The incidence of childhood asthma and other forms of asthma seems to just keep rising. According to the statistics maintained by the National Institutes of Health, the prevalence of asthma across all age groups and races nearly doubled between 1980 and 1995. For children ages 4-14, there was an increase of over 75%, and for children between the ages of 1 and 4, the increase in the prevalence of asthma was a shocking 160%. The rise in the incidence of asthma is so disturbing that it is one of the conditions specifically mentioned in the U.S. governments Healthy People 2010 initiative. In fact, asthma treatment is mentioned in eight different objectives in that particular initiative.

The rise in the incidence of asthma has also meant a rise in the research devoted to asthma cures and treatments. While much of the research is into so-called ‘conventional treatments’, conventional medicine is increasingly turning to nutrition and other alternative types of medicine for inspiration – and in some cases, treatment options for children and adults diagnosed with asthma. These treatment options range from intensive education for both patients and families to dietary strategies that may reduce the severity and frequency of asthma attacks to health supplements that may supply missing nutrients to patients with asthma. In some cases, they may extend to biofeedback monitoring and even color therapy.

Why are such things being taken seriously enough to be worth the time and effort of scientists? Simply put, over the past few decades, modern science has learned that many of the ‘traditional’ treatments and therapies have a basis in fact. Doctors have gradually come to accept that diet and nutrition are key ingredients in healthy bodies and minds, and to believe that patients who take a proactive stance in their own treatment are far more likely to follow medical advice – and recover.

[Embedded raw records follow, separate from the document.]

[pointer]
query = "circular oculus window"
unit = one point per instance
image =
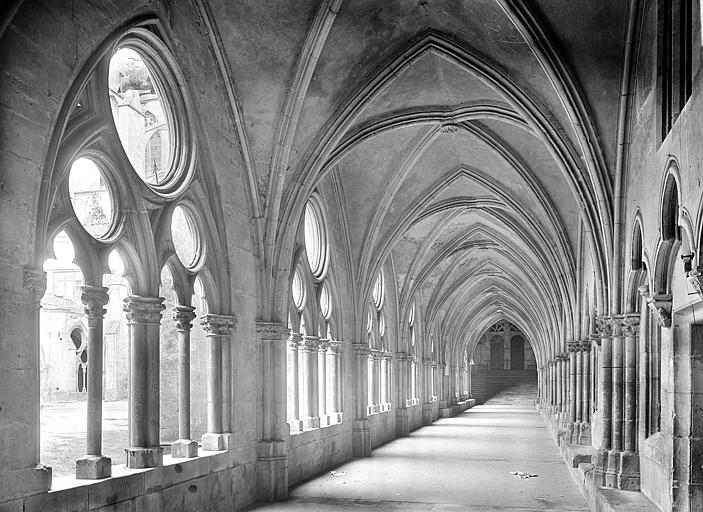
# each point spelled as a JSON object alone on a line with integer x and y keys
{"x": 298, "y": 291}
{"x": 90, "y": 197}
{"x": 315, "y": 240}
{"x": 325, "y": 302}
{"x": 184, "y": 234}
{"x": 142, "y": 115}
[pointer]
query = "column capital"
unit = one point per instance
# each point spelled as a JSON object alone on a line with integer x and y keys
{"x": 143, "y": 310}
{"x": 335, "y": 346}
{"x": 219, "y": 325}
{"x": 272, "y": 331}
{"x": 295, "y": 339}
{"x": 95, "y": 298}
{"x": 631, "y": 324}
{"x": 695, "y": 277}
{"x": 309, "y": 343}
{"x": 660, "y": 304}
{"x": 361, "y": 349}
{"x": 184, "y": 316}
{"x": 615, "y": 322}
{"x": 604, "y": 326}
{"x": 34, "y": 282}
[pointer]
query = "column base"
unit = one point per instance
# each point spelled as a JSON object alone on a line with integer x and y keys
{"x": 629, "y": 471}
{"x": 138, "y": 457}
{"x": 600, "y": 467}
{"x": 611, "y": 474}
{"x": 272, "y": 471}
{"x": 184, "y": 449}
{"x": 93, "y": 467}
{"x": 585, "y": 434}
{"x": 402, "y": 423}
{"x": 212, "y": 442}
{"x": 361, "y": 437}
{"x": 426, "y": 413}
{"x": 311, "y": 422}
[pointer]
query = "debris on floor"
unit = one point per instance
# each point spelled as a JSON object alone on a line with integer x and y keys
{"x": 522, "y": 474}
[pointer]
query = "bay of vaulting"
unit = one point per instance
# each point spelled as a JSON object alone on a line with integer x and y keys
{"x": 460, "y": 463}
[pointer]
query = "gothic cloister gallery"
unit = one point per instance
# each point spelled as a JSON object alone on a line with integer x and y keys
{"x": 260, "y": 254}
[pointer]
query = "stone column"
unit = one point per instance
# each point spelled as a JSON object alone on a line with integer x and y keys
{"x": 144, "y": 321}
{"x": 293, "y": 383}
{"x": 570, "y": 363}
{"x": 272, "y": 456}
{"x": 361, "y": 433}
{"x": 309, "y": 412}
{"x": 383, "y": 382}
{"x": 628, "y": 471}
{"x": 605, "y": 381}
{"x": 94, "y": 465}
{"x": 218, "y": 329}
{"x": 617, "y": 360}
{"x": 184, "y": 446}
{"x": 585, "y": 433}
{"x": 324, "y": 344}
{"x": 334, "y": 377}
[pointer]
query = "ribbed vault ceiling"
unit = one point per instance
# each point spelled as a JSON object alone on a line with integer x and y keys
{"x": 467, "y": 138}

When it comes to treating asthma, this has meant that more and more doctors are emphasizing environmental factors and diet as a way to reduce the frequency and severity of acute asthma attacks and help control chronic asthma.

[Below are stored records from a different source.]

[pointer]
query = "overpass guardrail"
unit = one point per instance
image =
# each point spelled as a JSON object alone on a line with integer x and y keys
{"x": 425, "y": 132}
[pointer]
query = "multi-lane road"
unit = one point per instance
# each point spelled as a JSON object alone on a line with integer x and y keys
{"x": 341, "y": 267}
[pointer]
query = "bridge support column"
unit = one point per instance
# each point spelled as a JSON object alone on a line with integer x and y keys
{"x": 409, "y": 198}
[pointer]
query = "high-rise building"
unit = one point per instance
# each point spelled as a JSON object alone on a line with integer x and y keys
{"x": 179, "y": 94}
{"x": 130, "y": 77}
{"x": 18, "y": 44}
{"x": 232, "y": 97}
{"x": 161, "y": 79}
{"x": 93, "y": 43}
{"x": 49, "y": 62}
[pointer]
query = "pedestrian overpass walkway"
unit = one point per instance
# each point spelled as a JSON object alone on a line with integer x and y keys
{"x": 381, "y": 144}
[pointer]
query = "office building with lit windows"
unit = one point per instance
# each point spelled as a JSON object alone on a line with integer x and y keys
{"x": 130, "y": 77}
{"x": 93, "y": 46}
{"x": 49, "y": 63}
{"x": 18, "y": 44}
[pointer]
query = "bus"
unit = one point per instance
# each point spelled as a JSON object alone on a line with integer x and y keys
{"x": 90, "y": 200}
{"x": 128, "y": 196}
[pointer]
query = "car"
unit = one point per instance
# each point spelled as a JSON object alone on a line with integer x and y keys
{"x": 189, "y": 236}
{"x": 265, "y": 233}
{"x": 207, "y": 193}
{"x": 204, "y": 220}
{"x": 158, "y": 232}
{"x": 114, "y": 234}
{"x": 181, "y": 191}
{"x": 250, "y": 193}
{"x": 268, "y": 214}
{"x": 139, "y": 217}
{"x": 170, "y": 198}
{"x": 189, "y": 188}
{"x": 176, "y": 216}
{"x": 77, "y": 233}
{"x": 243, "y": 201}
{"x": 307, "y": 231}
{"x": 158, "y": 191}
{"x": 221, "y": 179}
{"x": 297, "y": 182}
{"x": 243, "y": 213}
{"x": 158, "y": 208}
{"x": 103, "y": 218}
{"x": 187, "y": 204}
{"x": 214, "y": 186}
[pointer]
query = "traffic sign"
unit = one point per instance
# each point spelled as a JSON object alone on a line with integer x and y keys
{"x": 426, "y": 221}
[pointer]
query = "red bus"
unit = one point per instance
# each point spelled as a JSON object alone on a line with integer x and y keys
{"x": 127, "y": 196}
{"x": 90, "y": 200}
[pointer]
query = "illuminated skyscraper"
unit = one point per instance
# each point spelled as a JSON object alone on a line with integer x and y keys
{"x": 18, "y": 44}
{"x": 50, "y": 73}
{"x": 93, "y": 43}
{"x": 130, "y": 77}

In addition, there are some doctors that emphasize alternative treatments in addition to, or in place of more conventional medication and breathing treatments. These alternative treatments, especially when combined with conventional treatment, offer asthma patients the opportunity to live normal lives without fear of triggering acute, and sometimes deadly attacks. They may involve dietary changes – either to avoid foods that may trigger asthma attacks, or to include those that help relax and tone muscles, for instance. They may include using a biofeedback machine to teach an asthmatic child how to focus on and relax his own muscles and relieve ‘panic breathing’. Even health insurance companies, the bastion of conventional thinking, are loosening their regulations to allow payment for treatments like acupuncture, nutritional counseling and holistic treatment.

The one caution that most medical professionals offer is one that makes sense. Alternative medical treatments can be helpful in treating the symptoms and underlying causes of asthma – but they should not replace conventional medicine. If your doctor has prescribed medication, continue to take it as prescribed – and do be sure to consult your doctor if you are using any alternative treatments. Some can interfere with the effectiveness of your regular treatment plan – and others increase its effectiveness. Either way, it’s important that your health practitioner be able to monitor your condition and make adjustments where needed.